Antiphospholipid antibody syndromes can produce thrombophilia, prolonged partial thromboplastin time (PTT), and thrombocytopenia in some patients.
Infectious diseases that are associated with a reduction in platelet count range from rickettsial infections to more common bacterial illnesses, such as Gram-negative bacteremia. Infection can cause mild as well as moderate to severe thrombocytopenia.
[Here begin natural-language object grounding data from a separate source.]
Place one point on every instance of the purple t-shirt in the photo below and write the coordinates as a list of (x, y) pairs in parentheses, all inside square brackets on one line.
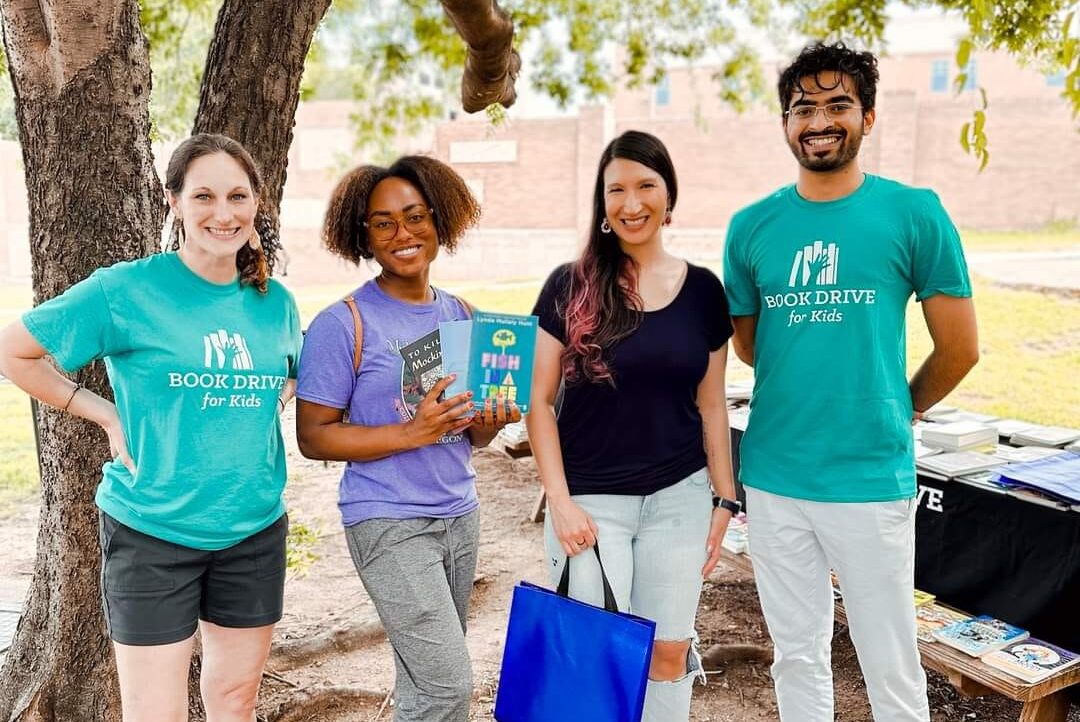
[(436, 480)]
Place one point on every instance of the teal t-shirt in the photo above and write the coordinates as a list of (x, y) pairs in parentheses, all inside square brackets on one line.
[(829, 282), (196, 369)]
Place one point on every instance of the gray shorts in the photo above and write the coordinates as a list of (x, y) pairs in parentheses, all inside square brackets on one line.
[(154, 591)]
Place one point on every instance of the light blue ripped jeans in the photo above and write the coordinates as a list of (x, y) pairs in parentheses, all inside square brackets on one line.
[(653, 548)]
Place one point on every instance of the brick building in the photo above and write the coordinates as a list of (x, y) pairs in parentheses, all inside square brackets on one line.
[(535, 176)]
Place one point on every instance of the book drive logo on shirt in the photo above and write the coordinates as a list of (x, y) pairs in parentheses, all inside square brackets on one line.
[(224, 355), (813, 294), (224, 351)]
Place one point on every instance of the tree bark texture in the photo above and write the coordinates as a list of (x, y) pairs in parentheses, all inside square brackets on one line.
[(81, 75), (493, 64), (252, 84)]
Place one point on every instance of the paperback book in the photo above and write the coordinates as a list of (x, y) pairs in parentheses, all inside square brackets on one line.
[(1031, 659), (491, 354), (959, 436), (958, 463), (933, 616), (980, 635)]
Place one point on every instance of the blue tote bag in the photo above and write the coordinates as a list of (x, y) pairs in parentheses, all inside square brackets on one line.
[(565, 659)]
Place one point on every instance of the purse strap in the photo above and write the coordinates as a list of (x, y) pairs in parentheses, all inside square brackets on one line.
[(564, 583)]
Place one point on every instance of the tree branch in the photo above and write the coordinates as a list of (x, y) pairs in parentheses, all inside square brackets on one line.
[(493, 63)]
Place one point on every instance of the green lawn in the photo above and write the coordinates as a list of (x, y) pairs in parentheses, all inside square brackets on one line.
[(1055, 236)]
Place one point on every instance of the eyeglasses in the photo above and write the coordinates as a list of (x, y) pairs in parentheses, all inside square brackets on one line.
[(833, 110), (385, 228)]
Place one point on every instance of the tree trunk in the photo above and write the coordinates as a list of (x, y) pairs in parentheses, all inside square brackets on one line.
[(252, 85), (81, 76)]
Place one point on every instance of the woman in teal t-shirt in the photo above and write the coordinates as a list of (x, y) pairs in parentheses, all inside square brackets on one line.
[(201, 350)]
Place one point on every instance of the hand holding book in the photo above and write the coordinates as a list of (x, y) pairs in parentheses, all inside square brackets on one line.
[(435, 418)]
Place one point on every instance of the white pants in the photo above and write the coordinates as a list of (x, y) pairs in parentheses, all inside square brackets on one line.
[(872, 547)]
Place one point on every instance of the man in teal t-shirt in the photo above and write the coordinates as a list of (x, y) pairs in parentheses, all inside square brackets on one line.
[(819, 275)]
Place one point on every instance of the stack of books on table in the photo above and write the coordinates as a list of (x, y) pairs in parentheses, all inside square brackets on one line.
[(1056, 477), (1045, 436), (995, 642), (959, 436), (980, 635), (737, 536), (958, 463), (1031, 659), (932, 616)]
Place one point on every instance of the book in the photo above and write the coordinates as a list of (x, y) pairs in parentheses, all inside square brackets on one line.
[(1012, 454), (958, 463), (980, 635), (923, 597), (959, 436), (423, 366), (491, 354), (931, 616), (1031, 659), (1053, 436), (1057, 476)]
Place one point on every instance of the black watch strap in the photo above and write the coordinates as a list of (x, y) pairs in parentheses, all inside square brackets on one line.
[(732, 505)]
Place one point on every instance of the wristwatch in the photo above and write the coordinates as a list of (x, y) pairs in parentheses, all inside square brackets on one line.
[(732, 505)]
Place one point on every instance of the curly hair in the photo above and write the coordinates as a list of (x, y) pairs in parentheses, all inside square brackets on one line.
[(447, 196), (603, 305), (818, 58), (253, 266)]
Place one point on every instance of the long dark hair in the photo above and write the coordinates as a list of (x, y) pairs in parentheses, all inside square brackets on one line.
[(603, 304), (254, 266)]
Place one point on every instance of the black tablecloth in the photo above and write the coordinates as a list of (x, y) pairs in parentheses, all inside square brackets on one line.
[(986, 553)]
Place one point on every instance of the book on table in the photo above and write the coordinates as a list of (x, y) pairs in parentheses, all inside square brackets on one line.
[(491, 354), (980, 635), (958, 463), (1015, 454), (932, 616), (1031, 659), (1056, 476), (1052, 436), (959, 436)]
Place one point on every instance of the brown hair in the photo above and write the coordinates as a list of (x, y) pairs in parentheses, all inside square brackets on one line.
[(453, 206), (254, 266)]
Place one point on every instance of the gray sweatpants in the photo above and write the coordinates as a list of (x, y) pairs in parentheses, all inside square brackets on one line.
[(419, 573)]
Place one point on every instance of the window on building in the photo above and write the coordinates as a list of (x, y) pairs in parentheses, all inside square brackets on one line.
[(664, 91), (939, 77), (971, 75)]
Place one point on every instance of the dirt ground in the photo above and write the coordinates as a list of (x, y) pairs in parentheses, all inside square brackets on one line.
[(329, 595)]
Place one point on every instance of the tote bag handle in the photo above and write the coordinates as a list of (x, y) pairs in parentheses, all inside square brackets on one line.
[(564, 583)]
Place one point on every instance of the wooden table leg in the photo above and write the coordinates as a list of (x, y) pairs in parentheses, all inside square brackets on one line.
[(1052, 708), (537, 515)]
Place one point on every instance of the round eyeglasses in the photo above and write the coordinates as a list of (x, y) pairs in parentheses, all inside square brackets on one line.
[(385, 228), (833, 111)]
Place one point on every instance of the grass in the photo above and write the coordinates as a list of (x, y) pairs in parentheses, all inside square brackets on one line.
[(1053, 236), (18, 461)]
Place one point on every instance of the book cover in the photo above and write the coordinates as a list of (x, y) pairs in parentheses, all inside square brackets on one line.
[(491, 354), (980, 635), (1031, 659), (923, 597), (932, 616), (423, 364)]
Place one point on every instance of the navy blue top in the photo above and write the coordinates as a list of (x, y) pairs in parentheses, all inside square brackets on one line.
[(645, 434)]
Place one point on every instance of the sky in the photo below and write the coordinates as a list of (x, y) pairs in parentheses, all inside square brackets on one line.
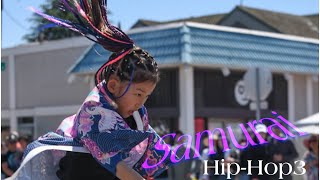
[(16, 16)]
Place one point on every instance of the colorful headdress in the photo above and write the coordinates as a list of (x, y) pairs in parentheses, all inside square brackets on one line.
[(93, 24)]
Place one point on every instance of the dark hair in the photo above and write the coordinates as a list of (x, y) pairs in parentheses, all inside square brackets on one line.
[(127, 61), (137, 66)]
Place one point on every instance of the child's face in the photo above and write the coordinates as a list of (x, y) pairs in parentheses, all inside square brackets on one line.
[(134, 98)]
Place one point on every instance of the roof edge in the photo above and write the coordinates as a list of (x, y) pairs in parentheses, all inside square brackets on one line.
[(253, 32)]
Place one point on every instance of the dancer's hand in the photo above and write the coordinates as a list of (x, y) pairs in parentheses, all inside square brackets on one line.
[(125, 172)]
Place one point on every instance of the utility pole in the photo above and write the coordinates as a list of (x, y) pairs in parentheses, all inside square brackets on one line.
[(241, 2)]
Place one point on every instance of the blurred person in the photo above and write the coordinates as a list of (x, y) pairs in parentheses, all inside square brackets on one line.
[(11, 161), (243, 161), (24, 141), (164, 175), (4, 151), (183, 170), (281, 152), (259, 152), (311, 157), (218, 156)]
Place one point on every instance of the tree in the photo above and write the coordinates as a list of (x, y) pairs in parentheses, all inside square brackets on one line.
[(39, 32)]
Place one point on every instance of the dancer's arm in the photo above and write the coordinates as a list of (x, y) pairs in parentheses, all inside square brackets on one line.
[(124, 172)]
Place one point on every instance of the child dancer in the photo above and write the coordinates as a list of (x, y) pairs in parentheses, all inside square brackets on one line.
[(112, 123)]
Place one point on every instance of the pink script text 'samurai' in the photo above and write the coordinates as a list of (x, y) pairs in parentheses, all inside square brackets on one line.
[(166, 148)]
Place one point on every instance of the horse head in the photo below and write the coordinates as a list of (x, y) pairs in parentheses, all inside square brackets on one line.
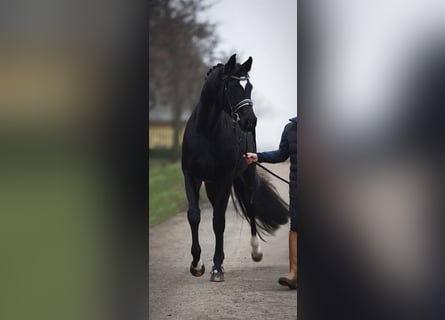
[(236, 94)]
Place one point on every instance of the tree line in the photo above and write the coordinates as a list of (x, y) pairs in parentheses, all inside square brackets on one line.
[(180, 44)]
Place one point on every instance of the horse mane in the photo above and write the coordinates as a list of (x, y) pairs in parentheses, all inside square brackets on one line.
[(207, 110)]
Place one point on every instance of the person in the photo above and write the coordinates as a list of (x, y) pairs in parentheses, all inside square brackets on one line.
[(287, 149)]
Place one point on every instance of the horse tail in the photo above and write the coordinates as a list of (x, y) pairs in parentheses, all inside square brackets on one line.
[(265, 204)]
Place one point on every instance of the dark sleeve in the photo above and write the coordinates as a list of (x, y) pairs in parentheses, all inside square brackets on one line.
[(279, 155)]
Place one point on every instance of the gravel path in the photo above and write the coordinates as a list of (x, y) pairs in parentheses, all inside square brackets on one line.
[(250, 290)]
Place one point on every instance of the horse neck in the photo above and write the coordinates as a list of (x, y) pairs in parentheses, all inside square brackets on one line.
[(209, 119)]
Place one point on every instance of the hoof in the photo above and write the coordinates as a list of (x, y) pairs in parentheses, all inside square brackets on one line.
[(257, 257), (197, 272), (217, 276)]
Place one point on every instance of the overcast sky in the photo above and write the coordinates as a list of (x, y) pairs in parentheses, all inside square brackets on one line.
[(267, 31), (366, 48)]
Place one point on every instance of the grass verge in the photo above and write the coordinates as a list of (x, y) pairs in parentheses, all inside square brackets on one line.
[(166, 193)]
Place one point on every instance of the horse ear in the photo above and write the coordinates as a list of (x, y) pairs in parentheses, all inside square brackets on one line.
[(248, 64), (230, 65)]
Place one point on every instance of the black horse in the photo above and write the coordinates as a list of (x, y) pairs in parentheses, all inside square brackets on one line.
[(219, 132)]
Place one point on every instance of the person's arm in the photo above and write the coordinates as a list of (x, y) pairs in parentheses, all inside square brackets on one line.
[(279, 155)]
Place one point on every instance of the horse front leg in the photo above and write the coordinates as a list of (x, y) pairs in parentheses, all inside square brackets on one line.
[(192, 187), (257, 252), (219, 197)]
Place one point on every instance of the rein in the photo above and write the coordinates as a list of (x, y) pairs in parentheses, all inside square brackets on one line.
[(235, 116), (275, 175)]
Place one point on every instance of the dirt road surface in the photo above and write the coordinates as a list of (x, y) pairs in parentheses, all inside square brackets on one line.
[(250, 290)]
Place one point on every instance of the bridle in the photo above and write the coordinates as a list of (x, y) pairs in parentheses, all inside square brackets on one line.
[(243, 103)]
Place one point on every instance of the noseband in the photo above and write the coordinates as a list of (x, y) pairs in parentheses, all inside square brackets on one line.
[(243, 103)]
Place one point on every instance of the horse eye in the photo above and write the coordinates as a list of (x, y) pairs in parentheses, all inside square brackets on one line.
[(243, 84)]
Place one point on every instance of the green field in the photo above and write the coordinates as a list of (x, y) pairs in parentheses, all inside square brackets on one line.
[(166, 195)]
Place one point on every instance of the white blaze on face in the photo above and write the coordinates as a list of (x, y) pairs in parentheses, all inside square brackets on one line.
[(243, 83)]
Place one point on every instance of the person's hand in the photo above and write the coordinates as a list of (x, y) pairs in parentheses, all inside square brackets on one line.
[(250, 157)]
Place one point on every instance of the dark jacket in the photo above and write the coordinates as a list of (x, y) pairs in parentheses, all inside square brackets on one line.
[(287, 148)]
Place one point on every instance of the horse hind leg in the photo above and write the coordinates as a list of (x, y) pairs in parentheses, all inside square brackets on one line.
[(192, 187), (257, 252), (244, 189)]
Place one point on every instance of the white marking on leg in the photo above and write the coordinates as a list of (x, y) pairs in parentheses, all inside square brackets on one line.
[(198, 265), (256, 248)]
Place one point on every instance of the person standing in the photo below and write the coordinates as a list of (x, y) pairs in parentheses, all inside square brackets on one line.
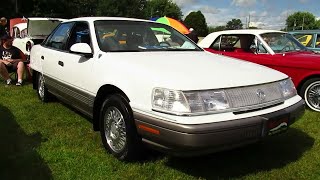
[(11, 59), (3, 27)]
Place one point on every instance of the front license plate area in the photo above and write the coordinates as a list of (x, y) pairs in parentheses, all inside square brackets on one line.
[(277, 125)]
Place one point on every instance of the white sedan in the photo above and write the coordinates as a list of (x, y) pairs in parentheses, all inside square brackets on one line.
[(167, 93)]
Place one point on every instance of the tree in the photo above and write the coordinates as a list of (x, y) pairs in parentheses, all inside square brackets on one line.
[(159, 8), (302, 21), (197, 21), (122, 8), (234, 24)]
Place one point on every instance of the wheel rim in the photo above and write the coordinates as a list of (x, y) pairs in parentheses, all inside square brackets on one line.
[(313, 95), (115, 129), (41, 87)]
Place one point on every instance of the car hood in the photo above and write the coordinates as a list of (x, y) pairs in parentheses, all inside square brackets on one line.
[(192, 70), (42, 27)]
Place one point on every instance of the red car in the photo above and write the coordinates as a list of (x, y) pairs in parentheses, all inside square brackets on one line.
[(275, 49)]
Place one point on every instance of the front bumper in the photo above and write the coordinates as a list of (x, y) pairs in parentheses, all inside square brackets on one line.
[(181, 139)]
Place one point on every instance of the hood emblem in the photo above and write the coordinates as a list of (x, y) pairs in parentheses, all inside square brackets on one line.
[(261, 95)]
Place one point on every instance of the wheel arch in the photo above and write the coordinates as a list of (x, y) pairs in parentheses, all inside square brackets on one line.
[(103, 92), (34, 79), (300, 85)]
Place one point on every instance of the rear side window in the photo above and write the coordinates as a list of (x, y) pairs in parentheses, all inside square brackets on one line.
[(305, 39), (235, 42), (225, 43), (60, 36)]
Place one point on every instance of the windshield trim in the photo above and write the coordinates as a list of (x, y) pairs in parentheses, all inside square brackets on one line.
[(289, 36), (161, 49)]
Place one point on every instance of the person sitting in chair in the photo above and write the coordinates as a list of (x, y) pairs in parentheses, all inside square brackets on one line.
[(11, 59)]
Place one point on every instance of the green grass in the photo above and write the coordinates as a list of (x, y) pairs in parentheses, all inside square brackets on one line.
[(51, 141)]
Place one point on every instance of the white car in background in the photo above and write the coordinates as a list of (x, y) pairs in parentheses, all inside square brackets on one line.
[(137, 88), (33, 32)]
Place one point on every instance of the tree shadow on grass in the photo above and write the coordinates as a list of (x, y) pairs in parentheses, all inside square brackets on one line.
[(272, 153), (18, 157)]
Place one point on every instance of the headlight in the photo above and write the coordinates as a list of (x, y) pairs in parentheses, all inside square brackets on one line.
[(179, 102), (287, 88), (169, 101)]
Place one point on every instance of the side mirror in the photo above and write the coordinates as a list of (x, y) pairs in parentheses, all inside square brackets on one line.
[(82, 49)]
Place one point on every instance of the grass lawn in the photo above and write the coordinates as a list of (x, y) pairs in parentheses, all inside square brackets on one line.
[(51, 141)]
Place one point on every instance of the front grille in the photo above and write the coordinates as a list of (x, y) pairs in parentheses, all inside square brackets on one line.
[(253, 97)]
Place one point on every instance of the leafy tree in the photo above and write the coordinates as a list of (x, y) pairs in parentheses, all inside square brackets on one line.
[(159, 8), (197, 21), (122, 8), (301, 20), (217, 28), (234, 24)]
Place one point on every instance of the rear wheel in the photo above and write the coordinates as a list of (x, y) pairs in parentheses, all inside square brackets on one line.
[(310, 92), (117, 128)]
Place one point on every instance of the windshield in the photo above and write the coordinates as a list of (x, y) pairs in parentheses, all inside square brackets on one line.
[(126, 36), (282, 42)]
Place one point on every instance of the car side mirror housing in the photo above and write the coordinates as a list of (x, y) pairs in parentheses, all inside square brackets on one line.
[(82, 49)]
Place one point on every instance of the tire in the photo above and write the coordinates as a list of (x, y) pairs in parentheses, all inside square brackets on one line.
[(310, 92), (117, 129), (42, 90)]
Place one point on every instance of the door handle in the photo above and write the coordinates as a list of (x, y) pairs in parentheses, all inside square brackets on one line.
[(61, 63)]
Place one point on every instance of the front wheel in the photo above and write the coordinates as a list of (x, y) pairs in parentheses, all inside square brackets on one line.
[(310, 91), (117, 128)]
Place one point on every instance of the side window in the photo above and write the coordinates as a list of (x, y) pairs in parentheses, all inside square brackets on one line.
[(216, 44), (80, 34), (59, 38), (318, 41), (16, 32), (23, 33), (305, 39), (260, 48), (226, 43)]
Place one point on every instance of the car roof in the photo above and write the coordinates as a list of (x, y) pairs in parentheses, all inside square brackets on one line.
[(91, 19), (247, 31), (305, 31), (43, 18)]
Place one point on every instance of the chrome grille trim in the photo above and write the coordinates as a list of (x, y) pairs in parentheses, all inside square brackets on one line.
[(248, 98)]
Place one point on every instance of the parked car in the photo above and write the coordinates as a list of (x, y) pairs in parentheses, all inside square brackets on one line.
[(275, 49), (174, 97), (33, 32), (309, 38)]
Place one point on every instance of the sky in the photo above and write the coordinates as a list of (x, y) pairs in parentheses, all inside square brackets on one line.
[(266, 14)]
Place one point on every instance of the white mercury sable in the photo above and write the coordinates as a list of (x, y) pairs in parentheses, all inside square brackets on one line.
[(143, 82)]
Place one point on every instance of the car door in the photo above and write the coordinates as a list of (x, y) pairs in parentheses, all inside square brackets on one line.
[(75, 70), (50, 56)]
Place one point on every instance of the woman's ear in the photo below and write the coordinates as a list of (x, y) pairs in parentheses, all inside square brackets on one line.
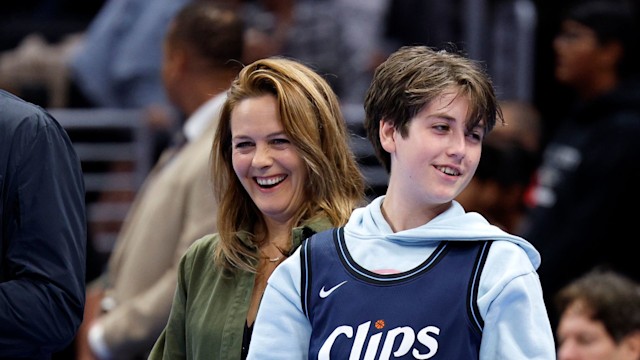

Finally, thrombocytopenia is a prominent potential adverse effect of a number of drugs and medications. In fact, so many drugs are associated with thrombocytopenia that it is prudent to do a quick computer search whenever a patient presents with a lowered platelet count to determine whether any medication he or she is taking should be stopped. In drug-related thrombocytopenia, there is significant variation in both the mechanism of platelet destruction and the resultant degree of reduction in platelet count. For example, in susceptible persons, quinine can cause severe, life-threatening thrombocytopenia, whereas a heparin-induced low platelet count seldom falls below 50,000/µL(see Case 2, page 115). (Because heparin-induced thrombocytopenia lowers the platelet count through an immune mechanism, it can be grouped with immune-mediated causes as well as with drug-related causes.)